Booth's warning, which he describes as a "stopgap", as he hopes that a Chinese writer will soon produce a definitive analysis, is accompanied by a survey of the Triad myth and history. This background is an attempt to explain the Triad mentality, although he admits that tradition is no longer relevant to the latest generation of thugs. Quoting the Chinese saying, "When history dies, the future has no children," Booth adds that "for the Triads, history has long been buried". The ProDemocracy demonstrators of Tiananmen Square may have been to some extent inspired by the early Triads as their origins lay in secret societies dedicated to overthrowing corrupt imperial governments.
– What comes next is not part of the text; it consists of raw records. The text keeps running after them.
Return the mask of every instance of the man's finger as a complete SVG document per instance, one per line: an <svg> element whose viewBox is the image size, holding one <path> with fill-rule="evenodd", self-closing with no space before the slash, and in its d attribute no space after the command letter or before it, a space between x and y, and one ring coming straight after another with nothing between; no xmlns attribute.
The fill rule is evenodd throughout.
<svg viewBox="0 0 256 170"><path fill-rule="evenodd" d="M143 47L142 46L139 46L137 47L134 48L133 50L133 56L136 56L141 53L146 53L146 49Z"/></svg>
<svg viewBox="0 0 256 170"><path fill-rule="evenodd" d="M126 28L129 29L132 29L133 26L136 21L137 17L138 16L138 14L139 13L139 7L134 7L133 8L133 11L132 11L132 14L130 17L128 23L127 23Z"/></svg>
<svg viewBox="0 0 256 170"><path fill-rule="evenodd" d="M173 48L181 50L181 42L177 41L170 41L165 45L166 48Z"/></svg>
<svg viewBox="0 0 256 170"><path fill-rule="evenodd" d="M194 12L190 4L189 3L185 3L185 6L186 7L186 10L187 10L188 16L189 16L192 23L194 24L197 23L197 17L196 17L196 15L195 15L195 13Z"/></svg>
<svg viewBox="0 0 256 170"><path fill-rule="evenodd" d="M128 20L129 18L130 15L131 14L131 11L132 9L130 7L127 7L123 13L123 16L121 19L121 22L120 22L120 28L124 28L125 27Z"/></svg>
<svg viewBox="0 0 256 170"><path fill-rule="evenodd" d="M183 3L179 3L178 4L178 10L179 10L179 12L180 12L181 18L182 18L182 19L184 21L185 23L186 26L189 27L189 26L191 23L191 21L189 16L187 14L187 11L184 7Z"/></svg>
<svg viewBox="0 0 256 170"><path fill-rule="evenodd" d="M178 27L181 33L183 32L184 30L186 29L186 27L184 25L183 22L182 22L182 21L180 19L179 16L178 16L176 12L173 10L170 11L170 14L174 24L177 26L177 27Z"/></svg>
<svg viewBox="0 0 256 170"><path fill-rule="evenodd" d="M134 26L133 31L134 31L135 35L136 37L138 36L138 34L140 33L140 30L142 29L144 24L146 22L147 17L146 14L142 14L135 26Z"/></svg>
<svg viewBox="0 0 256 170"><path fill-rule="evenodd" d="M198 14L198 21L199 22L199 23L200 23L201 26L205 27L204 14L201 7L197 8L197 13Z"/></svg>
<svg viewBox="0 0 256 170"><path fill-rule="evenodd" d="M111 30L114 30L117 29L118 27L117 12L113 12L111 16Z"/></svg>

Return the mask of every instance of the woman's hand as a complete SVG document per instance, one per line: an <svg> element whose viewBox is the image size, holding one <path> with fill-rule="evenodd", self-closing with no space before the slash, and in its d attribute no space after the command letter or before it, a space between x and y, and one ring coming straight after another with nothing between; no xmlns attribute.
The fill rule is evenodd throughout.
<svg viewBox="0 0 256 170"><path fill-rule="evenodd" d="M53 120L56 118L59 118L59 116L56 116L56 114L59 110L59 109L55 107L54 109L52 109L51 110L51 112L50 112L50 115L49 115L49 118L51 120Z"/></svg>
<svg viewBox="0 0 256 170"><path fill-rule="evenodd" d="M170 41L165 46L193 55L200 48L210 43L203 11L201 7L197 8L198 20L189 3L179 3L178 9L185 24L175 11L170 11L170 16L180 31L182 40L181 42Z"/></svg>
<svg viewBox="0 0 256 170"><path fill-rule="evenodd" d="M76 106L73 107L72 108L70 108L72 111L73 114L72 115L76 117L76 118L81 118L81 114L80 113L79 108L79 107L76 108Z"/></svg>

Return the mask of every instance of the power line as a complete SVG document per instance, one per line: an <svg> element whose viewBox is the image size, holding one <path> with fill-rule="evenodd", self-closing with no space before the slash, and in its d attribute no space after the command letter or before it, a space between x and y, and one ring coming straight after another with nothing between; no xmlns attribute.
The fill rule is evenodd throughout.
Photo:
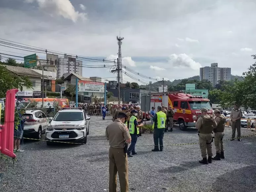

But in fact Booth is more interesting in his survey of modern Hong Kong where the Triads have spread like bindweed through the Chinese community. Along with everyone else in the territory they began to flourish after 1945 and, with meat cleaver and kung fu kick, extended their control of the street: prostitution and gambling operations expanded, profiting from the growing numbers of expatriates; coolies were unable to find work without Triad backing; protection rackets and extortion proliferated; the loyalty of police officers, both English and Chinese, was bought; Triads built shanty towns and then powered and plumbed them with illegal tappings of electricity and water; they forged everything from passports to Rolex watches. Subsequently, the microchip revolution has provided new scope for their operators and white collar Triads have built fortunes on pirated software. They have moved easily up the glass office blocks as accountants, lawyers and stockbrokers .
But, writes Booth. all this is as nothing compared to the Triads' domination of the heroin trade. As the Mafia has declined in America the Chinese drug barons have become sole brokers of the expanding poppy crop of the Golden Triangle -- an annual 1,500 tons of opium -- which they process into heroin in temporary laboratories.
In a wide-ranging and interesting final chapter Booth suggests what the Triads' ambitions are, now that for them Hong Kong is coming an end. He identifies Australia, where under their ministrations heroin addiction is already soaring, as one of their main targets. Perhaps, though, Booth speculates, they will join forces with the Japanese Yakusa or reach agreement with the IRA, or manipulate the stockmarkets of the world, or blackmail governments with computer viruses. In the immediate future it seems likely that they will expand their heroin trade with Britain. And since 150 years ago Britain began to develop Hong Kong with profits from the poppy, the future may provide a historical irony to delight even most rootless modern Triad.